What breakfast tells you about a hotel

Breakfast is the meal a hotel cannot fake with a supplier and a microwave. Either someone in the kitchen cares or they do not, and by the second morning you know which. We check it on every visit, and it predicts the rest of the stay more reliably than the room does.
The chains have made breakfast a buffet of the same twelve things in the same steel trays in every city. It fills a gap, and it is rarely the reason anyone remembers a stay. The hotels we feature do something else: they cook to order, or they lay out what is local and let you help yourself, or they do a few things and do them well.

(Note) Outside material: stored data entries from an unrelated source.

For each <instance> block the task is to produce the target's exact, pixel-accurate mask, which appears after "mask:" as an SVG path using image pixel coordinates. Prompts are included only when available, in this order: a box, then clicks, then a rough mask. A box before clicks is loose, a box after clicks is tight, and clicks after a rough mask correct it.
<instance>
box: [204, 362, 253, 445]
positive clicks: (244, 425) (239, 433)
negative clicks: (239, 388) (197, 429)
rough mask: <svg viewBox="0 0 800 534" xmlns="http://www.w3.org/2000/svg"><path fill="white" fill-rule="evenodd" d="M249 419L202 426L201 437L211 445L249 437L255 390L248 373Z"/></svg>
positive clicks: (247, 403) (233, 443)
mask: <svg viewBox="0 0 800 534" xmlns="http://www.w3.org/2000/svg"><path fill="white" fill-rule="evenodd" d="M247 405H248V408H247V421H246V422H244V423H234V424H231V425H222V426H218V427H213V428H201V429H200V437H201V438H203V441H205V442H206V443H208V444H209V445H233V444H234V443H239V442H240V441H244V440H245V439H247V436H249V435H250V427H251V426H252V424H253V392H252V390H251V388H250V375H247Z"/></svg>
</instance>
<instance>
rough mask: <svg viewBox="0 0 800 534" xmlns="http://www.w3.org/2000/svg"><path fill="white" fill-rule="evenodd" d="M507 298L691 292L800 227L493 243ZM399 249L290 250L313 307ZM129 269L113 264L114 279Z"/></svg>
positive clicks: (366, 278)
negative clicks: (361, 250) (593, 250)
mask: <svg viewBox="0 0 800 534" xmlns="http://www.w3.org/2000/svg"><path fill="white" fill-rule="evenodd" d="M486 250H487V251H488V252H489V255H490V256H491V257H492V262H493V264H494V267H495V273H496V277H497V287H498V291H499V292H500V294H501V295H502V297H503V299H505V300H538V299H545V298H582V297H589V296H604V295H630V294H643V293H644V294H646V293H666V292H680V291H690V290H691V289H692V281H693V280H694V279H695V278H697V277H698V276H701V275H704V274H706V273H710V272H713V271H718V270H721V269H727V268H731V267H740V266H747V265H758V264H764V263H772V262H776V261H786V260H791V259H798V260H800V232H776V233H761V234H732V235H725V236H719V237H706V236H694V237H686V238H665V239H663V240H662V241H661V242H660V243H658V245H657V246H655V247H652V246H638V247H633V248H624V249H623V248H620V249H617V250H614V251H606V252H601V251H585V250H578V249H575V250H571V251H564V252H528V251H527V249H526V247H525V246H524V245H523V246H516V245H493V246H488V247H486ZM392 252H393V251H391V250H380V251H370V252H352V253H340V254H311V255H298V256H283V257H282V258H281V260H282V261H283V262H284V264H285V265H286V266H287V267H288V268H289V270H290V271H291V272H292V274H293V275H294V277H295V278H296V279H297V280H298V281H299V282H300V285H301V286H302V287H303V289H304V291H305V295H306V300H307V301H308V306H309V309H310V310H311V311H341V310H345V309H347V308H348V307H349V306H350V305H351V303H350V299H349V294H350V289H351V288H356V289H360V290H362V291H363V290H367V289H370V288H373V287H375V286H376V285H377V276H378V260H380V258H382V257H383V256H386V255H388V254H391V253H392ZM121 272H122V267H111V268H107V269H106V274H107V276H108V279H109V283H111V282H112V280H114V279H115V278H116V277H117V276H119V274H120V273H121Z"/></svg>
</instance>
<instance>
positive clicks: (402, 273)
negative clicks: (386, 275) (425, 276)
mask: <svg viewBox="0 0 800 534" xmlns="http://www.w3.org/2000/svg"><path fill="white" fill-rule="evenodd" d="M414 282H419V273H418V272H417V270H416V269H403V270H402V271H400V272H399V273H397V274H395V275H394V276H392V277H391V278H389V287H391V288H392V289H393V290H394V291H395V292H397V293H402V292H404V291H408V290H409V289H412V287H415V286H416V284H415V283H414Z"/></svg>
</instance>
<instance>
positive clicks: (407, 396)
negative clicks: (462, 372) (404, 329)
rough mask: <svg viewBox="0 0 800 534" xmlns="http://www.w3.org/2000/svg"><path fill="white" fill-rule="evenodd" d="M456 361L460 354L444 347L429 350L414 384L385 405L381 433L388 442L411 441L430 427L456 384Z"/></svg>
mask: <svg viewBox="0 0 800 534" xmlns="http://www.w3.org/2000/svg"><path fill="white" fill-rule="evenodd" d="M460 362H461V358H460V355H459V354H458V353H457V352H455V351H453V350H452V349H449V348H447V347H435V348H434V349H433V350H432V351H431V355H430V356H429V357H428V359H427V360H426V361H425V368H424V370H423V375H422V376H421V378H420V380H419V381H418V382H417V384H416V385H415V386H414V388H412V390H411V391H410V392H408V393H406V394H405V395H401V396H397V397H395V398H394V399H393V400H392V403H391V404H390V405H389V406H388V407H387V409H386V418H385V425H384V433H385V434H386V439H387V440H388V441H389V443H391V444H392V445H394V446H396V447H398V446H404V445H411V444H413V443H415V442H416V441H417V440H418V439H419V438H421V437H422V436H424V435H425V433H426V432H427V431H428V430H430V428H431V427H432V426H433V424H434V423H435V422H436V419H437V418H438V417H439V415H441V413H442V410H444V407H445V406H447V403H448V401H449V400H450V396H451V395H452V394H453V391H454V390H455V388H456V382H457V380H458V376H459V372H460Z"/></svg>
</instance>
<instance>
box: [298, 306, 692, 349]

At the small places in the collection, breakfast is often the best meal of the day. Figs and sheep cheese on a terrace above the river. Eggs from the hens you can hear. A pot of coffee that is refilled without being asked. None of it is complicated, and all of it was bought or baked that morning by people who eat the same thing.
The tells
- Juice that was squeezed, not poured from a carton.

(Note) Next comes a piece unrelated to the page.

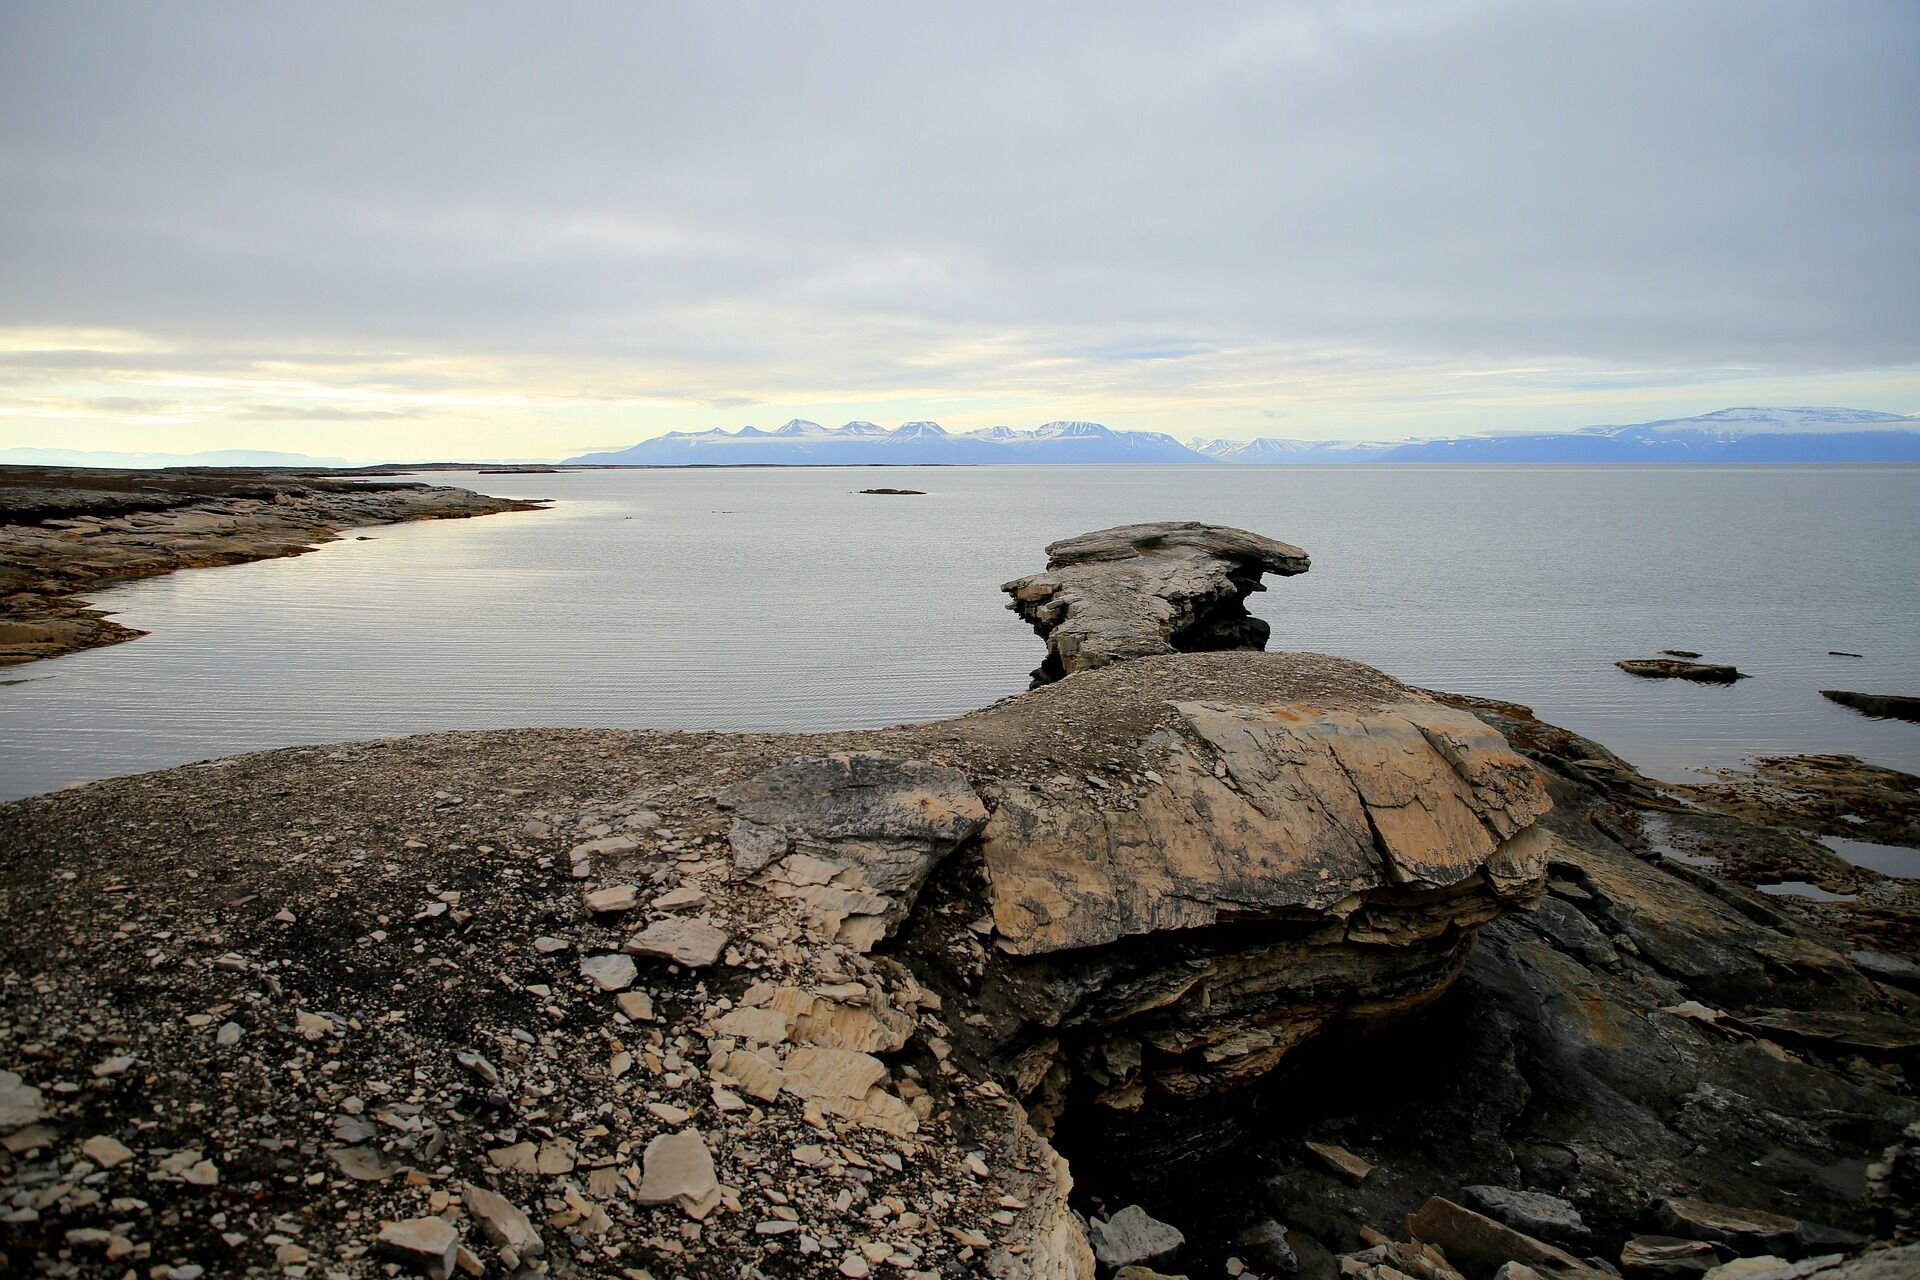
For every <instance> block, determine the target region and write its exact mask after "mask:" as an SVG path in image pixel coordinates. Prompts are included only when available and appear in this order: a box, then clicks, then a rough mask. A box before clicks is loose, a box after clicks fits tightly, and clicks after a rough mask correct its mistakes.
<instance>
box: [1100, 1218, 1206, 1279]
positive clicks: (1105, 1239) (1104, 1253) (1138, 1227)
mask: <svg viewBox="0 0 1920 1280" xmlns="http://www.w3.org/2000/svg"><path fill="white" fill-rule="evenodd" d="M1087 1240H1089V1242H1091V1244H1092V1255H1094V1257H1096V1259H1100V1261H1102V1263H1106V1265H1108V1267H1131V1265H1135V1263H1150V1261H1154V1259H1156V1257H1165V1255H1167V1253H1173V1251H1175V1249H1179V1247H1181V1245H1183V1244H1187V1236H1183V1234H1181V1232H1179V1228H1175V1226H1169V1224H1167V1222H1162V1221H1160V1219H1156V1217H1152V1215H1150V1213H1146V1209H1142V1207H1139V1205H1127V1207H1125V1209H1121V1211H1119V1213H1116V1215H1114V1217H1110V1219H1108V1221H1104V1222H1102V1221H1100V1219H1094V1221H1092V1224H1091V1226H1089V1230H1087Z"/></svg>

- Bread baked in the building or fetched that morning, not defrosted.
- Fruit that matches the season and the country you are in.
- A cook who asks how you want your eggs rather than pointing at a hotplate.

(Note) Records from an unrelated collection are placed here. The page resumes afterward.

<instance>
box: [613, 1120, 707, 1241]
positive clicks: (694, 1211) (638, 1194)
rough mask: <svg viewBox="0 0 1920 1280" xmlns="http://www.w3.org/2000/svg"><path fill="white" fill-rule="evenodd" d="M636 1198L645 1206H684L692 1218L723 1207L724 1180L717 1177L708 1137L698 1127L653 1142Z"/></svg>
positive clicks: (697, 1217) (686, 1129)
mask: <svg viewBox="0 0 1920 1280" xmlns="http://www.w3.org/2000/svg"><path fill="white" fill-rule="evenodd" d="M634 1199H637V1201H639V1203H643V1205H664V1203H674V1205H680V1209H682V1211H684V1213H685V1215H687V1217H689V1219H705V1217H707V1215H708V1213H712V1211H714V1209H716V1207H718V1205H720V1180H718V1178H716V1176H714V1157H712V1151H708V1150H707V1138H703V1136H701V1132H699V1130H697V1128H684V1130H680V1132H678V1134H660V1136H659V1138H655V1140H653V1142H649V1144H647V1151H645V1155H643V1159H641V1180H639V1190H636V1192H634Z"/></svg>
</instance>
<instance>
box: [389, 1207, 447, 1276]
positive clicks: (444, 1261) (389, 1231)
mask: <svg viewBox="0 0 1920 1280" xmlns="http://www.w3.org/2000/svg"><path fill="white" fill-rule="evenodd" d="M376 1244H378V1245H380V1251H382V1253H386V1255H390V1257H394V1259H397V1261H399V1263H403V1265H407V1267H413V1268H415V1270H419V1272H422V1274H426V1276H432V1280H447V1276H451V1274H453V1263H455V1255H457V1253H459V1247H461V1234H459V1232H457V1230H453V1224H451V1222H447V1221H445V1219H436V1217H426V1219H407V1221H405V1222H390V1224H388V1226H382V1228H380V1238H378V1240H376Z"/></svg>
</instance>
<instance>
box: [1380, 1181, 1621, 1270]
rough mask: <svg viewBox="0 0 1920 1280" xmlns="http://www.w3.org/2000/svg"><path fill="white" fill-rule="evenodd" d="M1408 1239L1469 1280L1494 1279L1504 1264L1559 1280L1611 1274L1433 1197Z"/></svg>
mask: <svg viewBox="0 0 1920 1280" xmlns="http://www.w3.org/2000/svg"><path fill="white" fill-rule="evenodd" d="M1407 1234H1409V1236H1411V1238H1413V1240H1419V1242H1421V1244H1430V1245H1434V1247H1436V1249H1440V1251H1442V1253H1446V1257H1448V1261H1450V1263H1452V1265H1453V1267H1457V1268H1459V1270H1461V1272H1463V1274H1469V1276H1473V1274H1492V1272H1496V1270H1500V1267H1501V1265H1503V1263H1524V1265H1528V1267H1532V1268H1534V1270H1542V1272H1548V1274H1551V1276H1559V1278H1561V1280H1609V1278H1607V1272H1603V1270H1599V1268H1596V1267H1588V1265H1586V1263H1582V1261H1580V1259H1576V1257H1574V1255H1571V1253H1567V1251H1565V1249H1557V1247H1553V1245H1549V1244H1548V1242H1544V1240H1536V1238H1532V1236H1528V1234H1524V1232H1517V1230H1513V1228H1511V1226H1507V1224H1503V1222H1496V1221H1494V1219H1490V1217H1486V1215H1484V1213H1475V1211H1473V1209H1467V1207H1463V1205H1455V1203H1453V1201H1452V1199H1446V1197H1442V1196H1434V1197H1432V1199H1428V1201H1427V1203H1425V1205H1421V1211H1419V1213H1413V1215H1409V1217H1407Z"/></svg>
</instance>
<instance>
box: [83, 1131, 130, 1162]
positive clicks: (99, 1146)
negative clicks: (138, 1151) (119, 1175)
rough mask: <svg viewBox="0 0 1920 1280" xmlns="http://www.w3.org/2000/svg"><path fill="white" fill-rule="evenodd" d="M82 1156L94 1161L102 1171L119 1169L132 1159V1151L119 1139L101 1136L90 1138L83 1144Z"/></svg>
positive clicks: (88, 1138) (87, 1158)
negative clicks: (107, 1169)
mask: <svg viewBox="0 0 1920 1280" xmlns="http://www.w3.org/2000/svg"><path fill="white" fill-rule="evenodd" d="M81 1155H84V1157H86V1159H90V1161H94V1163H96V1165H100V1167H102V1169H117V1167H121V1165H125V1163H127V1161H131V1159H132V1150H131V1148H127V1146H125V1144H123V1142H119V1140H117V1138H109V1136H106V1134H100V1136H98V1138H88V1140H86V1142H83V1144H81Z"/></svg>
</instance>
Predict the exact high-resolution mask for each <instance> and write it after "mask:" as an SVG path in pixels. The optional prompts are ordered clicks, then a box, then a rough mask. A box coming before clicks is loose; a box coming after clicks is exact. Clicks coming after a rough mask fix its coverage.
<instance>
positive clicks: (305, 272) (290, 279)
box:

- Butter in a dish, not a foil square.
For crew this matters more than it does for a tourist. You are often eating at odd hours, before a duty or after a long one, and the first meal sets up the day. So we note breakfast on every visit, we write what we ate into the property page, and we treat it as a fair test of whether a hotel means what it says about looking after guests. In our experience the kitchens that get the first meal right get most of the rest right too.